WineOpSys

EU Wine E-Labels: What the QR Code on Your Bottle Must Contain

EU wine must declare ingredients and nutrition since December 2023. What stays on the bottle, what a QR e-label carries, and how to stop the data drifting.

Wineopsys Team 13 min read
Freshly filled wine bottles standing on a stainless steel table in a winery

A pallet sits in a bonded warehouse at a European port, and it is not moving. The importer’s compliance team has scanned the QR code on a sample bottle and reached a page that opens with a newsletter sign-up and a “Buy now” button before it gets to the ingredients — if it gets to them at all. That page breaks the rules, the shipment is held, and a producer who did everything right in the cellar is now losing shelf dates over a web page. This is the quiet way the new EU wine labelling regime bites: not usually at the printing press, but at the destination the QR code points to.

For most of its history a wine label told you a place, a grape, a vintage and an alcohol level. Since December 2023 it has to tell you more — what is in the bottle and what it does to your diet — and it introduced something genuinely new: the option to move part of that information off the paper label and behind a QR code. This article explains what the rules actually require, what has to stay on the physical label, what a QR e-label is allowed to carry, and the one problem that catches producers out long after the print run is done — keeping the data behind the code from drifting away from the wine in the bottle.

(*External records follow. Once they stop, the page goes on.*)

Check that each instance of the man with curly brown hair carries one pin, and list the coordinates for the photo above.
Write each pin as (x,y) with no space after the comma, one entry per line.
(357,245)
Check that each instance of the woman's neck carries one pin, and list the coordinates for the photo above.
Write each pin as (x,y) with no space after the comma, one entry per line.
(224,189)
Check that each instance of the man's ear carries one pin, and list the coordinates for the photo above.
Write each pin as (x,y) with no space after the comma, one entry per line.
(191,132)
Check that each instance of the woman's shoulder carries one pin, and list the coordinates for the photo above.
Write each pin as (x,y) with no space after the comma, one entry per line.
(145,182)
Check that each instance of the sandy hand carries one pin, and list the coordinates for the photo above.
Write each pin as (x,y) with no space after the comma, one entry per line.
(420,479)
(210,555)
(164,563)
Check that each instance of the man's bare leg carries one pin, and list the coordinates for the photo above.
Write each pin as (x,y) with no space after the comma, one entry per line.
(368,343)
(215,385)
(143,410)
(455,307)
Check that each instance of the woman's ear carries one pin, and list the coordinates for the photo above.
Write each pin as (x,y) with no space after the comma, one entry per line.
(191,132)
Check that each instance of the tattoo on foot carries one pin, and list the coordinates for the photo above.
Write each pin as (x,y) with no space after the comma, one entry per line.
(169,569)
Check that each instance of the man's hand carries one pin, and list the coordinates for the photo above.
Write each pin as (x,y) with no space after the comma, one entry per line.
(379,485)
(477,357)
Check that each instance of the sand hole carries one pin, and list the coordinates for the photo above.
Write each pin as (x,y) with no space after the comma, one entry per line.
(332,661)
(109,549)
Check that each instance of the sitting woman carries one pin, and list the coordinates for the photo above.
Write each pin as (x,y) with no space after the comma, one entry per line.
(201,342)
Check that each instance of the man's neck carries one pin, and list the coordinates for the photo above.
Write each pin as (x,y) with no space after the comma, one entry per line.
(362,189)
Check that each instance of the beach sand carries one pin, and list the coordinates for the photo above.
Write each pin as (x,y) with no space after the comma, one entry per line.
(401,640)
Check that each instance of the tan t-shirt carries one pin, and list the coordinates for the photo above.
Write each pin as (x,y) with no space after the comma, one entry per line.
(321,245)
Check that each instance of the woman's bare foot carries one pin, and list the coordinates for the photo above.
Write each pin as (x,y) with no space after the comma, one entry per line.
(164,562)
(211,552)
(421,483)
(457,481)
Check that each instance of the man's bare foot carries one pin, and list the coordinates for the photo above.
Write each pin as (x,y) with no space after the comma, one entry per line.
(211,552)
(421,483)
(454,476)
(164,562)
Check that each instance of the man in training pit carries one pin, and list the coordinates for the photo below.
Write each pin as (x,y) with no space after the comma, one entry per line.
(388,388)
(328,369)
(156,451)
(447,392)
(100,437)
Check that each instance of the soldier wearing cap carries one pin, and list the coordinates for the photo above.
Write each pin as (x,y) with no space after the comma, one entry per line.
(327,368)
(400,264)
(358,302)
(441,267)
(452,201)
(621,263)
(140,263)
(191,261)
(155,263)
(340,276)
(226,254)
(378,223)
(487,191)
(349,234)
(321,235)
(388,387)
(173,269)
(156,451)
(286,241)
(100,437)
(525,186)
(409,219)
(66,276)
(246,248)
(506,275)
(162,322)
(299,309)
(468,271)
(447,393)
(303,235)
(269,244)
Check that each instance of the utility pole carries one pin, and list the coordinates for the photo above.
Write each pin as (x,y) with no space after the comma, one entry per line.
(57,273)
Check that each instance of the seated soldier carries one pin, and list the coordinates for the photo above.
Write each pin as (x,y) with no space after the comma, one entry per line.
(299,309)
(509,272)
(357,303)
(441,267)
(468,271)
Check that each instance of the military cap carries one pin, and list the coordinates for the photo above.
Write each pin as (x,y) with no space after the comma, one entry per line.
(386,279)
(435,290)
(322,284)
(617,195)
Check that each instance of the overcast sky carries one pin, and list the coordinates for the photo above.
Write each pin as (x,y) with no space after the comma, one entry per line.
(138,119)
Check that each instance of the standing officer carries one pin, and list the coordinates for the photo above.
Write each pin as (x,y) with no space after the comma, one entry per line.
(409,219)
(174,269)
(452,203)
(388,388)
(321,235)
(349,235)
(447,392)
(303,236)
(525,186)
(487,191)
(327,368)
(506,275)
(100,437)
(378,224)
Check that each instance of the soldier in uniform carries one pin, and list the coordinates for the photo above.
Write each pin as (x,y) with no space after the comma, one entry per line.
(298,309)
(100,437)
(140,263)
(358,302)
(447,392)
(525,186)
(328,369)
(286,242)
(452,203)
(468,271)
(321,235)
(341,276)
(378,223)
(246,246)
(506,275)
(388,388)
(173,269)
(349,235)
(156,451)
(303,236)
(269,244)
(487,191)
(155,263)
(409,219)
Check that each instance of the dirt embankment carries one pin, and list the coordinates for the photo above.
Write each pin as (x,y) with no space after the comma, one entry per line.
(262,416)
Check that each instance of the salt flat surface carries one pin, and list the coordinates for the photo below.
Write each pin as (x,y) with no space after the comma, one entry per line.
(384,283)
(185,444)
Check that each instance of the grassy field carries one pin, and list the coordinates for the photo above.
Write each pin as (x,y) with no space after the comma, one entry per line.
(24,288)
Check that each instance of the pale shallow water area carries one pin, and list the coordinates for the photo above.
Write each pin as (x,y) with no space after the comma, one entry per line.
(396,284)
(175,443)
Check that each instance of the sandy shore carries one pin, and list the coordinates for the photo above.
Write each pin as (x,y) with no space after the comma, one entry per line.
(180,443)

What changed in December 2023?

The trigger is Regulation (EU) 2021/2117, which amended the EU’s common market organisation rules for wine. From 8 December 2023, wine placed on the EU market must carry two things it never had to before:

  • a full list of ingredients, headed by the word Ingredients, with the grapes listed first and additives and processing aids named by their regulated categories, and
  • a full nutrition declaration — energy value plus fat, saturates, carbohydrate, sugars, protein and salt, expressed per 100 ml.

There is a transition built in. The new rules apply to wines produced from the 2024 harvest onward; wine produced before 8 December 2023 stays exempt until those stocks are exhausted. So for a while the shelf holds both worlds at once, which is exactly why getting your own process right — rather than copying an older bottle you happen to have on the desk — matters more than it looks.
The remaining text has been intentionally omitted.